If no third party has intervened, the use of the MASC process may be proved with any document signed by both parties reflecting their identity, the subject of the dispute, the date of any meetings and an affidavit stating that both parties have intervened in the process in good faith. In the absence of this, the negotiation attempt may be proved by any document showing that the other party received the request or invitation to negotiate or the proposal, as the case may be, the date, and that it was possible for that party to have access to its full content (art. 10.1). If a third party has intervened, this person will have to issue, at the request of either party, a document setting out the above details, plus the identity, qualifications and professional affiliation of that person (art. 10. 2).
8. When is MASC considered to have finished?

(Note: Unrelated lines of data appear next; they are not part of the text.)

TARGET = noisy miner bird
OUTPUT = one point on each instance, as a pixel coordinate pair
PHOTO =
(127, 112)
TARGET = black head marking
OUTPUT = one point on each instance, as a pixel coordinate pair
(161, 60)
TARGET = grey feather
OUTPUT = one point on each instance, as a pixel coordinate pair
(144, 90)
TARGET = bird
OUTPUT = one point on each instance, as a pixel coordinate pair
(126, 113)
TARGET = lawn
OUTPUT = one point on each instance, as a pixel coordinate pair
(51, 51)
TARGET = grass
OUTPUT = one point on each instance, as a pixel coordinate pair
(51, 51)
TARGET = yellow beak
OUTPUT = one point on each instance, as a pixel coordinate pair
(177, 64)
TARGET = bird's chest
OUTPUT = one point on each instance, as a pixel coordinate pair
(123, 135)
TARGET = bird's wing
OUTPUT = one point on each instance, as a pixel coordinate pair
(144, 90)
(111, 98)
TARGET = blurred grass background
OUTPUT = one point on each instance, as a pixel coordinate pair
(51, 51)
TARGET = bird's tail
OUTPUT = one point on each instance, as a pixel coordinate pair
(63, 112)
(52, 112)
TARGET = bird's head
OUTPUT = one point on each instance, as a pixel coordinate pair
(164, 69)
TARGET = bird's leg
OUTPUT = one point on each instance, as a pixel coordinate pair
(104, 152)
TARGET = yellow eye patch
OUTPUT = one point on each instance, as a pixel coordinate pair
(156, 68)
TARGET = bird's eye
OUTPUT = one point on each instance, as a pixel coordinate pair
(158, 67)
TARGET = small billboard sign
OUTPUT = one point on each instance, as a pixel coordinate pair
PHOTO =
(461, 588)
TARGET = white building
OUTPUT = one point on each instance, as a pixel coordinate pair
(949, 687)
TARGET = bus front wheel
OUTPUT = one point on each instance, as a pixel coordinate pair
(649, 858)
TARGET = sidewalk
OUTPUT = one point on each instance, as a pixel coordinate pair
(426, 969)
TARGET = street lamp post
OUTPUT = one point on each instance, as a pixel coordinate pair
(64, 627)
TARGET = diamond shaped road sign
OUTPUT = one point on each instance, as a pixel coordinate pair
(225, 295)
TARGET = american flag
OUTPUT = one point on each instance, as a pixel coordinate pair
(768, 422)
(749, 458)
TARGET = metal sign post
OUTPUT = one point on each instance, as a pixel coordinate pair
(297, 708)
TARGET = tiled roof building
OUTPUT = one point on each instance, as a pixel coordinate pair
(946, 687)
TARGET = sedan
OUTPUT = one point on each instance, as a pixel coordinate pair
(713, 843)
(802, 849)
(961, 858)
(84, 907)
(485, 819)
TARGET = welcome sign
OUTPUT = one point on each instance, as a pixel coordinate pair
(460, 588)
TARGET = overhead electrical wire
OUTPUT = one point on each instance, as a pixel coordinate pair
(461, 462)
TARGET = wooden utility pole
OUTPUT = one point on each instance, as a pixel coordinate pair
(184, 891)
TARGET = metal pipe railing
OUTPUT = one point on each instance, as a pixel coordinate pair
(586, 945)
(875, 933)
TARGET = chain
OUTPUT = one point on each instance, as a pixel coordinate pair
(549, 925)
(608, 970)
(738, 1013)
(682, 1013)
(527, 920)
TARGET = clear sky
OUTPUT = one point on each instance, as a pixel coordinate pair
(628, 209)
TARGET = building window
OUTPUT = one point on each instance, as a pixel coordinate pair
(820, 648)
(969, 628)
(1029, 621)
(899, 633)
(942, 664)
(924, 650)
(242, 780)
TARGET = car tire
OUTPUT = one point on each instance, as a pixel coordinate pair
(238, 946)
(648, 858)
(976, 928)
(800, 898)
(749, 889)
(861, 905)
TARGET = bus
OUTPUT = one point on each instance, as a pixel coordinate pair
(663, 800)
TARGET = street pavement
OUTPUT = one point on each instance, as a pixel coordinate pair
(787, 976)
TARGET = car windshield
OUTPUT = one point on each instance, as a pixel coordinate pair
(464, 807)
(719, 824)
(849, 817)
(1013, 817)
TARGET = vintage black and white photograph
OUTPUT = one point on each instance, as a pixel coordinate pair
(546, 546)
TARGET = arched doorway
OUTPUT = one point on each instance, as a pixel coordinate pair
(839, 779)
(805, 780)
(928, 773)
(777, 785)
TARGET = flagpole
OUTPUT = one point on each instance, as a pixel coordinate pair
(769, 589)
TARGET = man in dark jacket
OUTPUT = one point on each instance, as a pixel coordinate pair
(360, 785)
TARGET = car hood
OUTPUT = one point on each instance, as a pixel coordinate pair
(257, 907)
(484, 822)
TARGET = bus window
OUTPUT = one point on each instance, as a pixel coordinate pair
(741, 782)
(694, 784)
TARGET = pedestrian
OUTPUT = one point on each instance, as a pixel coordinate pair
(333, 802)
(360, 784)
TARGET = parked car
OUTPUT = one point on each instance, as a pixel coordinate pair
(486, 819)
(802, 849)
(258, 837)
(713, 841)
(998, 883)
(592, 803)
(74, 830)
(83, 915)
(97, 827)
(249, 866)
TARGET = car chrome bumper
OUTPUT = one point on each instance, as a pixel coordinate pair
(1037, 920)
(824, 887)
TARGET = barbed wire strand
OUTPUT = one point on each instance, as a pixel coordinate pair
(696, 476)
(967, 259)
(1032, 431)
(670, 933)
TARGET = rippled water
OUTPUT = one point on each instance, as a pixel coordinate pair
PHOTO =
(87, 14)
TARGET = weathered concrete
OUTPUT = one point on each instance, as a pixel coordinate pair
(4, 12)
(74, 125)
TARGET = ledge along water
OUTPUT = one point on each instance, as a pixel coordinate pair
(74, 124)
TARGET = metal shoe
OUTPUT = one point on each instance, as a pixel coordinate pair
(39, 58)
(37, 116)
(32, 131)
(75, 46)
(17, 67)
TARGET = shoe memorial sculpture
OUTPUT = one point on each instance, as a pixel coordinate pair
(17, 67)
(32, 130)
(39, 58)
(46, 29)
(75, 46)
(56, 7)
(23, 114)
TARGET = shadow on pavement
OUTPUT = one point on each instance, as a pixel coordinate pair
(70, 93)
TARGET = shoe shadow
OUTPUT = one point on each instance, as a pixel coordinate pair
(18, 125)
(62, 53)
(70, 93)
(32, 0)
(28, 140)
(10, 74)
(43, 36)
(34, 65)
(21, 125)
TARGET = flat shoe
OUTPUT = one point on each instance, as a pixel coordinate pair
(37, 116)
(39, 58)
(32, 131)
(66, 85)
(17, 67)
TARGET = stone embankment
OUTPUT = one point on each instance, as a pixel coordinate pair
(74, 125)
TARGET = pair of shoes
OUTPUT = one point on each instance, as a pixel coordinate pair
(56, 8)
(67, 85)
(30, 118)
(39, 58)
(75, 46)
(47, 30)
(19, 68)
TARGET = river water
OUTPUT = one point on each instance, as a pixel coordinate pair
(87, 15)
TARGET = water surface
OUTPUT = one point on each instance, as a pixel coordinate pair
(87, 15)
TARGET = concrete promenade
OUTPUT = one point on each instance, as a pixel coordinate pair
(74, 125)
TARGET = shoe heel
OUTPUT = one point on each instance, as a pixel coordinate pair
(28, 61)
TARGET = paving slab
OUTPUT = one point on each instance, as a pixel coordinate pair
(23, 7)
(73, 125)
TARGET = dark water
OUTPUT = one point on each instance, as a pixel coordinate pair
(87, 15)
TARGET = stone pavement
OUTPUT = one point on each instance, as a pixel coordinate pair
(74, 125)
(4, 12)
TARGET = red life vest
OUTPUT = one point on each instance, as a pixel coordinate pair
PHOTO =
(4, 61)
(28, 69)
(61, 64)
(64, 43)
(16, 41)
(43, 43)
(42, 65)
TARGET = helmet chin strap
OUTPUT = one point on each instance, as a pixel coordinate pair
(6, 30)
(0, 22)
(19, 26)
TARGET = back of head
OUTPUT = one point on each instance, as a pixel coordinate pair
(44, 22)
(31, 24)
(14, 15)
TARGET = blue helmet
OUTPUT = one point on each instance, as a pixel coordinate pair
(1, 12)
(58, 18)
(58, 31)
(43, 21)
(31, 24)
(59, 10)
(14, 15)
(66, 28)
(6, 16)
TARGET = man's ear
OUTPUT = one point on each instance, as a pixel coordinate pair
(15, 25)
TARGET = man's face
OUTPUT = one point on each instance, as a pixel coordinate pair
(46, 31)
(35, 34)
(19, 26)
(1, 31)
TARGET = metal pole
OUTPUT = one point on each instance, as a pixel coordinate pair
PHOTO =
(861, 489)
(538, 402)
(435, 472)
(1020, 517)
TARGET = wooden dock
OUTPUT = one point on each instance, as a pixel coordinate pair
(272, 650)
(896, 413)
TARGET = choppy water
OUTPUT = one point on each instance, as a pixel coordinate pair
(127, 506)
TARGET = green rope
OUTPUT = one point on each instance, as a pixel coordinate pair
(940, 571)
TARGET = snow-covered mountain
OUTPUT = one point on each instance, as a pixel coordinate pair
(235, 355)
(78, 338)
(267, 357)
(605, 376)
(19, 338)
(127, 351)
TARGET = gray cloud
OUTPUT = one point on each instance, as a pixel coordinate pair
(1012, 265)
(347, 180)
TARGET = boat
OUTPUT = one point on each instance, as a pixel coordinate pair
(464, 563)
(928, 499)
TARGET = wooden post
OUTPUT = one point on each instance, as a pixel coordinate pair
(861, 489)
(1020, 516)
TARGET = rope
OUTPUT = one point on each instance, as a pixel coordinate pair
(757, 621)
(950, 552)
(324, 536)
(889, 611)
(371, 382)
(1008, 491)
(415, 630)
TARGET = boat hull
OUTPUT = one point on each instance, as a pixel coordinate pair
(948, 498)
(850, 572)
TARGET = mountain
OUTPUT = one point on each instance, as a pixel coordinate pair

The next question considered in this entry is when can the MASC process be considered to be finished. According to art. 10.4, the MASC process is considered to have terminated without an agreement when any of the following four circumstances take place: a) 30 calendar days have passed since the receipt of the initial request for negotiation and no first meeting or contact aimed at reaching an agreement has taken place, or no written response has been received; b) if, once the negotiation activity has started, 30 days pass since the date when the other party received a specific proposal from the proposing party, without reaching an agreement or without having obtained a written response; c) if 3 months have passed since the date of the first meeting without having reached an agreement, although the parties may continue the negotiations; d) if either party sends a written communication to the other party terminating the negotiations reflecting that this is the will of that party.
9. When does the Law introducing MASC come into force?
The MASC procedure will come into force on 3 April 2025.
10. How will the MASC requirements be interpreted in practice?
For obvious reasons, the million-dollar question is how will Spanish courts interpret the MASC requirement in practice. On a first reading, MASC may prove to be a useful procedure to discourage some types of class actions and/or prompt negotiations in contractual matters where the parties’ positions are typically far apart as part of their negotiation strategy. Within the realm of patents, it may also be helpful in cases involving inventorship disputes or discrepancies between a licensor and a licensee (e.g. FRAND disputes). It is less clear what role MASC may play in cases where a party is seeking the revocation of a patent which it considers to be null or a patentee is seeking a declaration of infringement of a patent that it considers to be infringed. Only time will tell.